Would an American-led AI body even work?
The practical problem is that the rest of the world may not want an American-led anything right now. The framing of US leadership on AI governance is going to read very differently in Beijing, Brussels, and Delhi than it does in San Francisco. The EU already has its own AI Act and a strong instinct to regulate on its own terms. China isn’t going to accept a US-chaired referee for a technology it treats as strategic. So the actual coalition for a US-led body might end up being the US and its closest allies, which is less a United Nations of AI and more a members’ club.
That doesn’t make it useless. A coordinated safety-testing standard among a few major labs and governments could genuinely reduce risk, even if it’s not universal. But we should be clear-eyed that “American-led global governance” and “actual global governance” are different products, and the op-ed is selling the first while wearing the language of the second.
What should you actually take from this?
If you use these tools, nothing changes tomorrow. This is a signal about where the industry is heading, not a policy that ships next week. But the beat I’d hold onto is this: watch what the leading labs push for when their product lead shrinks. Founders reach for regulation as a competitive tool exactly when raw product competition stops going their way, and Altman calling for global governance while OpenAI slips is a textbook example of that instinct in motion.
So read the op-ed as sincere and strategic at the same time. Care about AI safety, because the underlying risk is real. And stay skeptical of any safety framework whose loudest champion happens to benefit most from the rules it proposes. That skepticism isn’t cynicism. It’s just paying attention.
FAQ
What did Sam Altman actually call for? An American-led international body to coordinate AI safety testing and governance standards across countries, which he compared to the IAEA that oversees nuclear technology.
Why is the timing significant? Altman’s Financial Times op-ed came right after a G7 summit where Trump met AI executives, and while OpenAI’s lead over Google and Anthropic has been visibly narrowing.
Does regulation actually help big AI companies? Often yes. Heavy compliance standards are easier for large, well-funded labs to absorb than for startups or open-source projects, so formal rules can function as a moat for incumbents.
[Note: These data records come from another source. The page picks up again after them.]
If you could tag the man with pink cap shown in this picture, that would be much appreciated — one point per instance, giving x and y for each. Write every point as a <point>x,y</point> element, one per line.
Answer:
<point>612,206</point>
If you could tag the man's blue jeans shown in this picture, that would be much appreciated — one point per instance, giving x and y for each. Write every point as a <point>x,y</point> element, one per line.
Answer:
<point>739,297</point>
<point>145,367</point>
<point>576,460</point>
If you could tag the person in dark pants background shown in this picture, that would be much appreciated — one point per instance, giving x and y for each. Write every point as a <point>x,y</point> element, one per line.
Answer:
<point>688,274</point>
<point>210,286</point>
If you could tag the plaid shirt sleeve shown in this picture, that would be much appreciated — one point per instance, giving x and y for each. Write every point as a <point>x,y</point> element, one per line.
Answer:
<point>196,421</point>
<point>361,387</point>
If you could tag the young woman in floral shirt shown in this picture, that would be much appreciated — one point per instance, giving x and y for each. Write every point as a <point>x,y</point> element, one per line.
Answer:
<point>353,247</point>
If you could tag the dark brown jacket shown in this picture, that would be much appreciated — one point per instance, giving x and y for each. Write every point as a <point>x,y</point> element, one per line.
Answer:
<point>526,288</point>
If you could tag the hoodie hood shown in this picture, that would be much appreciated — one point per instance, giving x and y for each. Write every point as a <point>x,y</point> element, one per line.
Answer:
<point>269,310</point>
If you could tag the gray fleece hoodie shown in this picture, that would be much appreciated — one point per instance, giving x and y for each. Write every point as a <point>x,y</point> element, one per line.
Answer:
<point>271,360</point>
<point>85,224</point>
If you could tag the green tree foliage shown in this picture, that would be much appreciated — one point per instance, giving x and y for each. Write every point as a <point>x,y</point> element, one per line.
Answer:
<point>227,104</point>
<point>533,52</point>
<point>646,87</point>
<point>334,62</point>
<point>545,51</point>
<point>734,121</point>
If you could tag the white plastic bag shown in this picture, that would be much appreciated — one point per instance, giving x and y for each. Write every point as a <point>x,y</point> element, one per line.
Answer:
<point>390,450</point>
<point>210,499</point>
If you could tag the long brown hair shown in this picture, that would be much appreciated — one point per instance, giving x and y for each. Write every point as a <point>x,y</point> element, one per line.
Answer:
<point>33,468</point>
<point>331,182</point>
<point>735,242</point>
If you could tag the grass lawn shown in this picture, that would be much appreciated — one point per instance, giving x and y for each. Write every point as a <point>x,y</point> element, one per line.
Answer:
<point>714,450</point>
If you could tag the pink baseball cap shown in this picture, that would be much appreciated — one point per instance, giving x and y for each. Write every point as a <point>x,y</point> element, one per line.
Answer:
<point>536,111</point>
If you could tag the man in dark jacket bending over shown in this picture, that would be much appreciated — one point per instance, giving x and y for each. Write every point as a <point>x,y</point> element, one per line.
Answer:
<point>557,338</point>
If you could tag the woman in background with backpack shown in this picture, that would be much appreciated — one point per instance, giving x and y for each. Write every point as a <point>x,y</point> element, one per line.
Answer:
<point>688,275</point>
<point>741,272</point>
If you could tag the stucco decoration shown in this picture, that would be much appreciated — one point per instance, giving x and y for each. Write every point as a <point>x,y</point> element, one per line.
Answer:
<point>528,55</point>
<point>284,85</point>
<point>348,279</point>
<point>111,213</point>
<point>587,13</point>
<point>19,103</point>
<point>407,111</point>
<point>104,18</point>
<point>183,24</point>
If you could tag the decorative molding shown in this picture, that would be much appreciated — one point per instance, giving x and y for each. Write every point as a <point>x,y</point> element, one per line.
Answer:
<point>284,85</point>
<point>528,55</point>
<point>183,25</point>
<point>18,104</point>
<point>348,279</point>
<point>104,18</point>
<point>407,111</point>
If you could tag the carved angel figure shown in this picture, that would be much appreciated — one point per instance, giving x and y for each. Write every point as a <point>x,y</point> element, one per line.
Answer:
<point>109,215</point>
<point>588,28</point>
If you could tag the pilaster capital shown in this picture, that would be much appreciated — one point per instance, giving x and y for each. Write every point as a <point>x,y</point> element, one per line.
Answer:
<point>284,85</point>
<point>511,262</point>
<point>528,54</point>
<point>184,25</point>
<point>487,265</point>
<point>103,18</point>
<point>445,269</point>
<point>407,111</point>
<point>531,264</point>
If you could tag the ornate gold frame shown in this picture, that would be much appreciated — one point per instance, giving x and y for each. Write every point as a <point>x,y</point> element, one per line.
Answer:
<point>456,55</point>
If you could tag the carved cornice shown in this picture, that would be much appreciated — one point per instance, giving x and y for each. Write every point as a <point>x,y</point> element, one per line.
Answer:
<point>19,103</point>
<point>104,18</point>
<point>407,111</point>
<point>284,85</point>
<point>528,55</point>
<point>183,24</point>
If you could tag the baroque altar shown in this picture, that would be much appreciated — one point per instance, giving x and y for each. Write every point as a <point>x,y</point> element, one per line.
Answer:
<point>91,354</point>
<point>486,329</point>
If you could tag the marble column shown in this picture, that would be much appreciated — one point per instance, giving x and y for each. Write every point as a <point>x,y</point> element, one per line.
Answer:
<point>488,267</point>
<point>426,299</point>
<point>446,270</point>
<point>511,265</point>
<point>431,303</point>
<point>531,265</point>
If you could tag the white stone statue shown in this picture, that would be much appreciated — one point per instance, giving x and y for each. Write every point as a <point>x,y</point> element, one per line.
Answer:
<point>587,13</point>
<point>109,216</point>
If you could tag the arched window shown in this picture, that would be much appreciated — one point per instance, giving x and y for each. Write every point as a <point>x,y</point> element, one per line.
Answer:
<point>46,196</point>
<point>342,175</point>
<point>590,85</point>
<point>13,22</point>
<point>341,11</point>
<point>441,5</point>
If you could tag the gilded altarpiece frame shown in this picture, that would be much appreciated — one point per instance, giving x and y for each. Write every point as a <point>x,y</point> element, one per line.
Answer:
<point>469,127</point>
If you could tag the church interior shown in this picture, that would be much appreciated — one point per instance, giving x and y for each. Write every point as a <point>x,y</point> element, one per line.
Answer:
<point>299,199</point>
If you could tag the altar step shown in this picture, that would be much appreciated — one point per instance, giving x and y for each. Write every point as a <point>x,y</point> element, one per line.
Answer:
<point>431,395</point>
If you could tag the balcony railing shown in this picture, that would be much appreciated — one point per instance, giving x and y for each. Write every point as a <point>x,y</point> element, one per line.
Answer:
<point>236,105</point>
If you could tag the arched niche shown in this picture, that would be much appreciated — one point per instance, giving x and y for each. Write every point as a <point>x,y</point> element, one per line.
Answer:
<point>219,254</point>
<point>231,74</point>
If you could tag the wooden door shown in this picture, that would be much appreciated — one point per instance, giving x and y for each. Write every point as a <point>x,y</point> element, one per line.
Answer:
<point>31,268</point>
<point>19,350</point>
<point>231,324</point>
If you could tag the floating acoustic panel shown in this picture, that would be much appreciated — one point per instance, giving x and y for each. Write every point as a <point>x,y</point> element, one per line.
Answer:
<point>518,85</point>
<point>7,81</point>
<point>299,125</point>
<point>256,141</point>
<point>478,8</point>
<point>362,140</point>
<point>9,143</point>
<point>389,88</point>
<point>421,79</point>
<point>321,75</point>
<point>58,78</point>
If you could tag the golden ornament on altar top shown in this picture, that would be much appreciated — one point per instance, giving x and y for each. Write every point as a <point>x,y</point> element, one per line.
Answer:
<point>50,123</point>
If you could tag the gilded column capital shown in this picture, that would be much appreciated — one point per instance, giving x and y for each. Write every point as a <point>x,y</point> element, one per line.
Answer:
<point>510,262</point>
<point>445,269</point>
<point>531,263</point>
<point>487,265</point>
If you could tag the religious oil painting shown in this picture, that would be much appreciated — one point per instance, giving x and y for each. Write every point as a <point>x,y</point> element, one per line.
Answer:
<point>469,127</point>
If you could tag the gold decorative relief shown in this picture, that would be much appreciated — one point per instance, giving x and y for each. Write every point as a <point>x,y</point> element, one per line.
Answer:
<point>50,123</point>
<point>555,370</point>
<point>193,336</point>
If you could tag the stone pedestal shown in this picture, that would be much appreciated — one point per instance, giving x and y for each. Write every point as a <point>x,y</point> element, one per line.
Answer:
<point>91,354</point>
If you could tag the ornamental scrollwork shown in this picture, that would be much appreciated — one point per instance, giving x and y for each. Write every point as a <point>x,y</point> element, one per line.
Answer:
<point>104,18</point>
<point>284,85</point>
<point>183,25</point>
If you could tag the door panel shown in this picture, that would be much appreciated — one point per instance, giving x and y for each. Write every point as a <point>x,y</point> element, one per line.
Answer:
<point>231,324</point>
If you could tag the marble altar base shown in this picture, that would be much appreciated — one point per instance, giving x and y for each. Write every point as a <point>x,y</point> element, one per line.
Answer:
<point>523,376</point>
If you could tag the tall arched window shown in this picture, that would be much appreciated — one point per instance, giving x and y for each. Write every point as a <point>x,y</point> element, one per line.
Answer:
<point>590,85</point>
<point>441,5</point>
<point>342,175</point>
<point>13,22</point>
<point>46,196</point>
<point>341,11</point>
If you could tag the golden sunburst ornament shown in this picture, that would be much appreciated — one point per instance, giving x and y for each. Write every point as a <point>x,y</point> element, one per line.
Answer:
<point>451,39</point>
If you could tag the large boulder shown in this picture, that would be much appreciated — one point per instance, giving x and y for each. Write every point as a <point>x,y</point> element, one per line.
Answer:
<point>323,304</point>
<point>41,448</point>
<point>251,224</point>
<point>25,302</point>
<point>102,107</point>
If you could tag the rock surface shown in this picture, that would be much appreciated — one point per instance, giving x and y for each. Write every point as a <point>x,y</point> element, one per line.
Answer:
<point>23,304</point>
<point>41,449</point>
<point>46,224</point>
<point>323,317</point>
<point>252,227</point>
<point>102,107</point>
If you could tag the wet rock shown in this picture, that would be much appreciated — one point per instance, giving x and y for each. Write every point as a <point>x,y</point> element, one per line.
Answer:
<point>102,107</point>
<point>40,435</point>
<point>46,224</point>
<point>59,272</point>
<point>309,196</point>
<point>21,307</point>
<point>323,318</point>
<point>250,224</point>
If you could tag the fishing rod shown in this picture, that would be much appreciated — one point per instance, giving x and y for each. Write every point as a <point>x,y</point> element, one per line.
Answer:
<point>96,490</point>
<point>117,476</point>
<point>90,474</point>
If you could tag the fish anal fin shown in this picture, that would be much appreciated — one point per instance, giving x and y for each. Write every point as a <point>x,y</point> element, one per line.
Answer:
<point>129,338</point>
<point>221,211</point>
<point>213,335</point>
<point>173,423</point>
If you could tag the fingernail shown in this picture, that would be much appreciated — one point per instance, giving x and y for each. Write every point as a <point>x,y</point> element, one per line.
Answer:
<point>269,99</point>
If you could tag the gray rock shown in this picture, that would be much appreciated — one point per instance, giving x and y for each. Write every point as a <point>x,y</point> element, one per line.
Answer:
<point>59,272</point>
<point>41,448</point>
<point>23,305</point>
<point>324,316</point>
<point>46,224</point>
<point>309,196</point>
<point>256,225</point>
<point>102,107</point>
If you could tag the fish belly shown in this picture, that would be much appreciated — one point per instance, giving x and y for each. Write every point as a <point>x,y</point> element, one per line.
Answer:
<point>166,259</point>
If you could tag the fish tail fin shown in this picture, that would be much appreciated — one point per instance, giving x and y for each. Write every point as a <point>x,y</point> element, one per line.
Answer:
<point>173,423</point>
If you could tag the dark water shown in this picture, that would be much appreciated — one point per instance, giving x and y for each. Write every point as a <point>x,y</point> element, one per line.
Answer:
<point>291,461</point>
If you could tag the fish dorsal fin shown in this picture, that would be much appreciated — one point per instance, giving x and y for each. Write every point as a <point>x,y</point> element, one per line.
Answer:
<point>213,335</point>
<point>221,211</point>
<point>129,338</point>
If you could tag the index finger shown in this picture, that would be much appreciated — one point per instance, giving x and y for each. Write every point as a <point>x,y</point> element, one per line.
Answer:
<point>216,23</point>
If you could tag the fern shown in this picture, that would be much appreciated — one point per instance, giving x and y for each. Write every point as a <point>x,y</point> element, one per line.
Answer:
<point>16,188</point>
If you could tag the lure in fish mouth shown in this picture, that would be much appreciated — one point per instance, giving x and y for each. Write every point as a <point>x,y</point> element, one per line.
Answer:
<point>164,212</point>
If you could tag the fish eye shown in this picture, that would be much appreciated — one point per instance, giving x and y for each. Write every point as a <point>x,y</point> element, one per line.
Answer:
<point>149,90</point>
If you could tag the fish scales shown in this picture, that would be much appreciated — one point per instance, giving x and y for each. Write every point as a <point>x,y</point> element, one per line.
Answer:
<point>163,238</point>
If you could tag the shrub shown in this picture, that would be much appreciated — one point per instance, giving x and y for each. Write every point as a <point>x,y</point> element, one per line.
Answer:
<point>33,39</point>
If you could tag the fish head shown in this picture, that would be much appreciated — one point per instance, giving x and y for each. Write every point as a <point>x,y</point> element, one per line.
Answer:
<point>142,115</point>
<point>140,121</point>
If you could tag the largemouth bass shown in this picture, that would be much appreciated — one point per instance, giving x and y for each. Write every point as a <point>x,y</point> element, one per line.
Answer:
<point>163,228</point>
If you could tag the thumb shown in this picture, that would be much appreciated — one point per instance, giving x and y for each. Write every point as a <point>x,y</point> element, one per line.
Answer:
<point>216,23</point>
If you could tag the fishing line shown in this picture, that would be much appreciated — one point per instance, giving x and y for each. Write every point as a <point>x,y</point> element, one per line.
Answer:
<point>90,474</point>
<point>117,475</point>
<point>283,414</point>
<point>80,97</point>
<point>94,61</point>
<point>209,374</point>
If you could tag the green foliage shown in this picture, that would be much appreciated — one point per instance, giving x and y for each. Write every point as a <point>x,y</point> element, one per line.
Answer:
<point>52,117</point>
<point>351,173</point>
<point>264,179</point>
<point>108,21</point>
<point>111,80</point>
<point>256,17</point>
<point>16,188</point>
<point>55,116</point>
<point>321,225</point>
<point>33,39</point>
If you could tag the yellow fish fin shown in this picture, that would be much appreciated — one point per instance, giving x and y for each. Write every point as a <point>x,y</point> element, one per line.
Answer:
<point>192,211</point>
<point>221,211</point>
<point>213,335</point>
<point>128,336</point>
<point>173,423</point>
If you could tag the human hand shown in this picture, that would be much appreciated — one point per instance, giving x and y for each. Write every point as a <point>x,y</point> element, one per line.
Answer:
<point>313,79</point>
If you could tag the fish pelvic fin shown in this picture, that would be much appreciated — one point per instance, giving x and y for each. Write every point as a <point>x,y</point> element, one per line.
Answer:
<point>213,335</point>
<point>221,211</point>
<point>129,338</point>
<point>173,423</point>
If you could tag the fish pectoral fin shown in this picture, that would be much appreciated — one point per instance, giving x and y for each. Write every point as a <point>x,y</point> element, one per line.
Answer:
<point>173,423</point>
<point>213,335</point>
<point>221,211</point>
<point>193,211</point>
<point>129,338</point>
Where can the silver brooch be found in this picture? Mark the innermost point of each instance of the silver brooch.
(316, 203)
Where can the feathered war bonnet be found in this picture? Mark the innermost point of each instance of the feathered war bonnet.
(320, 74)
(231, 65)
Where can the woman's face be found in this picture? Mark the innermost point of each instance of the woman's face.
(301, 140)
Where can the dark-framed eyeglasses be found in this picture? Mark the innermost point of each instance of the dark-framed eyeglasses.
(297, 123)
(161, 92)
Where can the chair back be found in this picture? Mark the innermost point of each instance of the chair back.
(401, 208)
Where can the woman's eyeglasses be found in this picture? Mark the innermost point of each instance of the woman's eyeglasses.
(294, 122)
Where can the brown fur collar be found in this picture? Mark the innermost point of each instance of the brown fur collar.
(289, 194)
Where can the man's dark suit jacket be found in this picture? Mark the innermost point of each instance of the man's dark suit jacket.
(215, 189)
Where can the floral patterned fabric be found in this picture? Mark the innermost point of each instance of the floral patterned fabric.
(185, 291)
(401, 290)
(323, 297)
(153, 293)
Would other countries accept a US-led AI body? Unlikely in full. The EU has its own AI Act, and China treats AI as strategic, so a US-chaired body may end up being a US-and-allies club rather than a true global forum.
Is Altman being cynical? Not necessarily. He can genuinely worry about AI safety and also propose a structure that happens to favor OpenAI. Both can be true, and reading it as only one misses the point.